Ma mère était alcoolique et violente. Elle était violente avec moi, très peu avec ma sœur Emma. Emerick est le petit préféré de maman, ma sœur aussi est sa fille préférée. Anthony, le plus jeune des jumeaux est trop petit pour comprendre les histoires d’adultes. Elle l’a toujours aimé aussi, mais moi, j’ai toujours été la mal-aimée aux yeux de ma mère, je ne sais pas vraiment pourquoi. Papa, mamie et papy me l’ont dit, maman ne s’est jamais occupée de moi, elle me laissait dans ma chambre, pleurer, crier et mourir de faim.

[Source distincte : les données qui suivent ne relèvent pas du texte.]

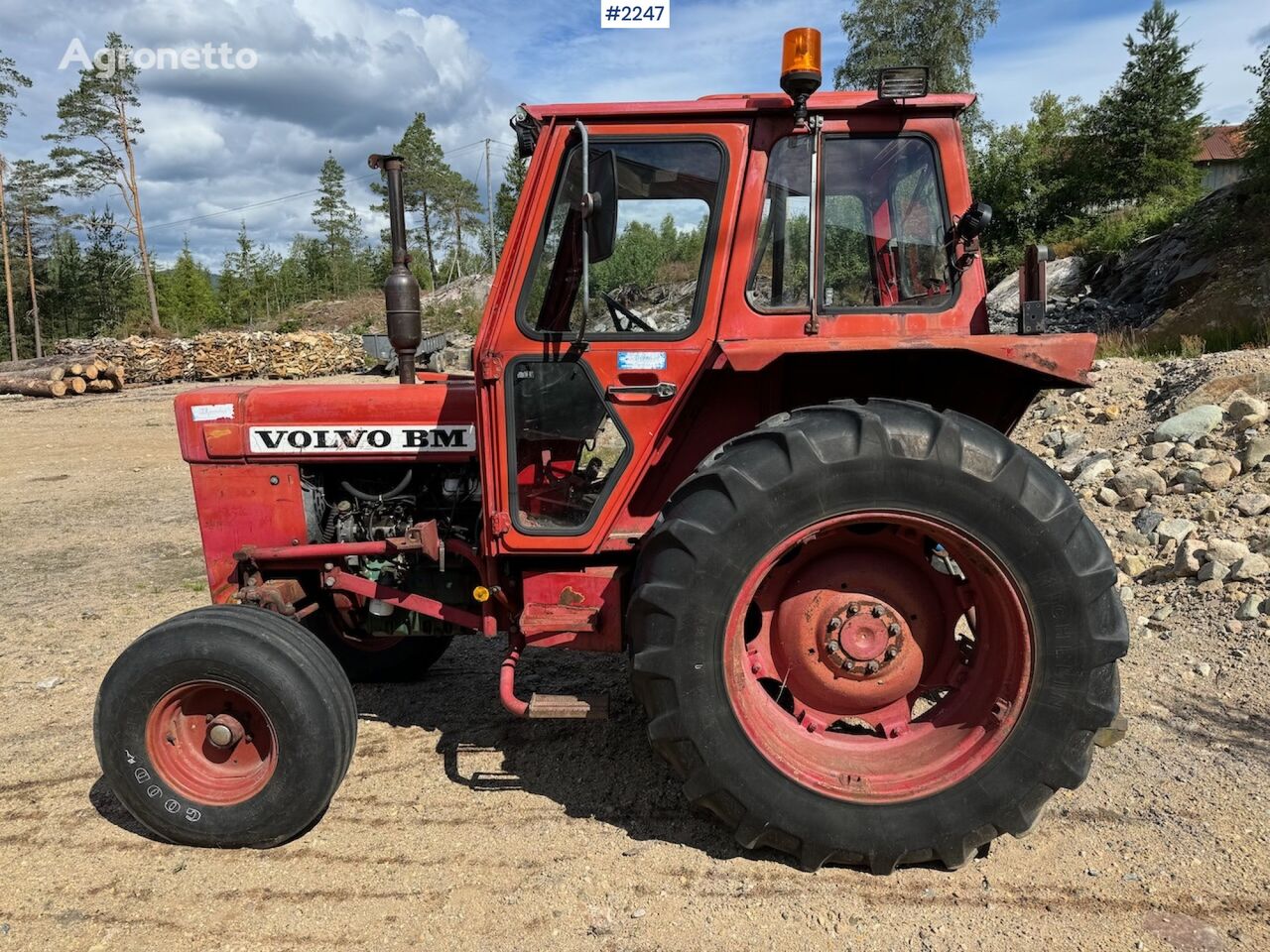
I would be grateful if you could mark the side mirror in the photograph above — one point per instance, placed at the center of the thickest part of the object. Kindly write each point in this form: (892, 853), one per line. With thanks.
(974, 222)
(599, 206)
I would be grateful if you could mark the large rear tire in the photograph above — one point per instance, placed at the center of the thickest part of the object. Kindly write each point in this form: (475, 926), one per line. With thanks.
(875, 634)
(225, 726)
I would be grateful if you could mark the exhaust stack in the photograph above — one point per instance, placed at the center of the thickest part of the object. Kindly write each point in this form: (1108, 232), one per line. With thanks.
(400, 289)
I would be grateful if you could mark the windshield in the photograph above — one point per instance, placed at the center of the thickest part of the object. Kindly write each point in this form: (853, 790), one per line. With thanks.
(667, 194)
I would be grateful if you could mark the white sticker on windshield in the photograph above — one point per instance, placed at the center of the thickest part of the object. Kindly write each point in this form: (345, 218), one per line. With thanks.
(640, 359)
(200, 413)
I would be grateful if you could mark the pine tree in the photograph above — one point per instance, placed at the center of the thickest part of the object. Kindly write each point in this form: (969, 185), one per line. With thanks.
(458, 200)
(1257, 128)
(336, 221)
(937, 33)
(108, 271)
(1139, 140)
(10, 81)
(96, 125)
(31, 198)
(515, 171)
(422, 184)
(186, 294)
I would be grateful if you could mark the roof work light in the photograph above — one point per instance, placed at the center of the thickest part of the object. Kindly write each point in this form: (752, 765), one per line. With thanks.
(801, 67)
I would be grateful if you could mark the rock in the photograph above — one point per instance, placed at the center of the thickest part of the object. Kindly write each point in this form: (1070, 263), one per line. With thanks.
(1243, 405)
(1175, 530)
(1213, 570)
(1064, 278)
(1187, 561)
(1250, 608)
(1216, 475)
(1132, 565)
(1189, 425)
(1252, 503)
(1256, 451)
(1092, 472)
(1138, 479)
(1223, 549)
(1254, 566)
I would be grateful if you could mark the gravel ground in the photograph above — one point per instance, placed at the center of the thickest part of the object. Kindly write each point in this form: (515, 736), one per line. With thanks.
(458, 828)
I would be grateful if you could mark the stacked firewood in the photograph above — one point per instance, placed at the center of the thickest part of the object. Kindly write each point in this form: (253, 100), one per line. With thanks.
(62, 376)
(227, 356)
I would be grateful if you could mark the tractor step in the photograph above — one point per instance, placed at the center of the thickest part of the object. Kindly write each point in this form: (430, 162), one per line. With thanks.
(589, 707)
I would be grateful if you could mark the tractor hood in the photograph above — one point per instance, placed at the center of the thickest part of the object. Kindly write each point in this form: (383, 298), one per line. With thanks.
(385, 421)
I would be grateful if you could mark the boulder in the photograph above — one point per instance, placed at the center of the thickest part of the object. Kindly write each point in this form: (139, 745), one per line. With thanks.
(1176, 530)
(1064, 278)
(1252, 503)
(1189, 425)
(1254, 566)
(1134, 479)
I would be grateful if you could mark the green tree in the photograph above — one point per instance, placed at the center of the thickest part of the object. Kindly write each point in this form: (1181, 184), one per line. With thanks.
(67, 287)
(1139, 140)
(186, 294)
(515, 171)
(937, 33)
(108, 271)
(10, 81)
(458, 202)
(338, 223)
(1257, 128)
(31, 190)
(239, 276)
(1029, 175)
(96, 140)
(425, 178)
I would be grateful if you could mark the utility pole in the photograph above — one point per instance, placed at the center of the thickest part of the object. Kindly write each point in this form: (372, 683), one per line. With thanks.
(489, 209)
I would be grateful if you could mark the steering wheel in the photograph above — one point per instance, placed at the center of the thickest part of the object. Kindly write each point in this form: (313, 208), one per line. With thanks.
(616, 312)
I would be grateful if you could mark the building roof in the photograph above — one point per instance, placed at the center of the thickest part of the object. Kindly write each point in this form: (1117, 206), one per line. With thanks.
(1220, 144)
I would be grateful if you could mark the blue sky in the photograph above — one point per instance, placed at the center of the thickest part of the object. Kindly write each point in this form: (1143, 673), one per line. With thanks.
(347, 75)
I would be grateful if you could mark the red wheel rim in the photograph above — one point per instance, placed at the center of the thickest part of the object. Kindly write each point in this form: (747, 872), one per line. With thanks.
(211, 743)
(878, 656)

L’année de mes 10 ans, maman est devenue de plus en plus violente avec moi. Elle me frappait, me disputait pour tout. Elle ne m’a jamais aimée. Je voudrais savoir pourquoi elle ne m’aime pas, pourquoi elle me frappait, pourquoi elle m’insultait et me rabaissait devant mes frères et ma sœur, pourquoi elle me traitait de « salope », pourquoi elle me disait « t’es qu’une garce » pourquoi elle me disait tous les jours « ferme ta gueule et dégage, pétasse » ? Dans ces moments-là, je préférais me taire. J’avais peur, très peur d’elle. Encore maintenant. Une fille qui a peur de sa mère ? Ce n’est pas normal. Mais mon père, m’a toujours aimée et protégée. Mon père, je l’aime.
Un soir, mon père est arrivé, livide, dans la caravane alors que je parlais avec Emma de choses et d’autres. Il tremblait. Ma mère avait voulu le tuer. Elle l’avait poussé dans les escaliers en lui disant « Tu peux pas crever, connard ?! ». Quand mon père nous l’a raconté, on a eu peur. Pourquoi a-t-elle voulu le tuer ?
Pour l’argent ou encore la maison ? Oui, ça doit être ça. Je ne sais pas si je peux encore l’appeler « maman ». On me dit que l’on n’a qu’une seule mère, c’est vrai. Ces personnes-là ont raison. Mais une mère hypocrite, violente, alcoolique et meurtrière, ce n’est pas facile à vivre. Pour ma sœur et moi, c’est dur, compliqué. Je crois que mes frères ne connaissent pas l’histoire, ils la sauront plus tard, mais pas maintenant. Ma sœur a peur et ne veut plus la voir. Elle lui en veut. Moi aussi, je lui en veux mais j’essaye de faire des efforts. Pas pour elle, mais pour mon père, alors que j’ai toujours été la mal-aimée de ma mère.
Mes parents sont en procédure de divorce en ce moment. Rien n’est facile, d’un côté ou d’un autre.
Ma mère a changé de maison, elle vit désormais dans une maison en location dans un lotissement. Elle a un petit jardin. Ma chambre est rose mais exiguë. Ma sœur ne veut plus voir ma mère. Pourtant, c’est moi que ma mère n’aime pas, celle avec qui il y avait des conflits tous les jours. Elles ne se parlent plus, plus du tout. Je suis un week-end chez ma mère, un week-end chez mon père, mon père me manque tous les jours, chaque seconde.
Je m’appelle Lili, j’ai seize ans et je porte une souffrance qui m’envahit tous les jours, un poids qui me pèse.